Pour le coup, déjà, la lettre interceptée par Libé, on fait plus discret !
« Je vais aller chercher du travail ailleurs. Sur mon CV, il y a la liste des émissions que j’ai produites et/ou animées pour France 2 : Lunettes noires pour nuits blanches, Double jeu, Frou Frou, Tout le monde en parle, On a tout essayé... Tout le mal que je te souhaite, c’est que mon remplaçant en fasse autant pour la chaîne. »

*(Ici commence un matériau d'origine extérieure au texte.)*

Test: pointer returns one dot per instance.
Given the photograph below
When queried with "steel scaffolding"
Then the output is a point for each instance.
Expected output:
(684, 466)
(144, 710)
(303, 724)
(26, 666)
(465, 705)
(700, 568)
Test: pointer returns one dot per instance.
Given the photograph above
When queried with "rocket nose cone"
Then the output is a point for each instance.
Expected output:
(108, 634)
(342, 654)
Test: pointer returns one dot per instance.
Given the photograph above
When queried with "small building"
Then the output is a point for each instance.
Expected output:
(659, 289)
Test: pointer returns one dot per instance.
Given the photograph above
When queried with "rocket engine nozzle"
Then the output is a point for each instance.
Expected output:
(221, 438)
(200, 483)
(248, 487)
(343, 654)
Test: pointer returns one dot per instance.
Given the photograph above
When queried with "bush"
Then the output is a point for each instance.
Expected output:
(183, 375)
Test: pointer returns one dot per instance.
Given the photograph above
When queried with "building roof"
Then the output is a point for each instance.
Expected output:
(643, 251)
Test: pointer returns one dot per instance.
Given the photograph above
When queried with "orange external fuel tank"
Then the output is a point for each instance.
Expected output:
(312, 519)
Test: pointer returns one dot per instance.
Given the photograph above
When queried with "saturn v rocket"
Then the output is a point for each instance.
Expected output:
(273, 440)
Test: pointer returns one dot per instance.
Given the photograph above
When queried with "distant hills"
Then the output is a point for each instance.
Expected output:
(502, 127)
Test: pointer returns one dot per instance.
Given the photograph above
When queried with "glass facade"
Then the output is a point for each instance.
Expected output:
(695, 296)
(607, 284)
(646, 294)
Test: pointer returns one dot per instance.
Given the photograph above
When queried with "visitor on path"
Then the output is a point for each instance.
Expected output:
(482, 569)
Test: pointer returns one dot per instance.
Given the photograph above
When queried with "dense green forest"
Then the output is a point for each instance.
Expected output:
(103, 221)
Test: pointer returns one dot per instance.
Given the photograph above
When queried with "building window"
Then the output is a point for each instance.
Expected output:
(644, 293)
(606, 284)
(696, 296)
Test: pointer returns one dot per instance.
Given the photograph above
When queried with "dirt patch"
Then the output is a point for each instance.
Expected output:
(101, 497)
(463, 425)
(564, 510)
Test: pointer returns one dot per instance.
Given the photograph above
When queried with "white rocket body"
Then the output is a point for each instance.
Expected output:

Puis, l’animateur insolent s’en va en souhaitant bonne chance, on devine à travers les lignes ce trémolo qu’il sait mettre quand il veut souligner l’émotion censée régner sur certains de ses plateaux. La grande gueule, il maîtrise, la grande gueule qui souffre, aussi.
Bien sûr, on ne va pas pleurer cette bête à audience-là, malin comme un pou, astucieux comme Garcimore, qui rebondira et saura le faire savoir, mais on pourra quand même du coin de l’œil un brin regretter ces soirées où l’on voyait Maurice Druon défendre Papon, Joey Starr taper dans la main de son pote Francis Lalanne, ou Evelyne Thomas pleurer sa mère aux côtés d’un Jack Lang très mal à l’aise de ne pas dire du mal de Ségolène Royal. L’inverse de la cuisine moderne : une cuisine sans finesse, mais qui nourrit son homme.
Qui nourrissait, jusqu’à samedi dernier.
On ne passera plus au blind test.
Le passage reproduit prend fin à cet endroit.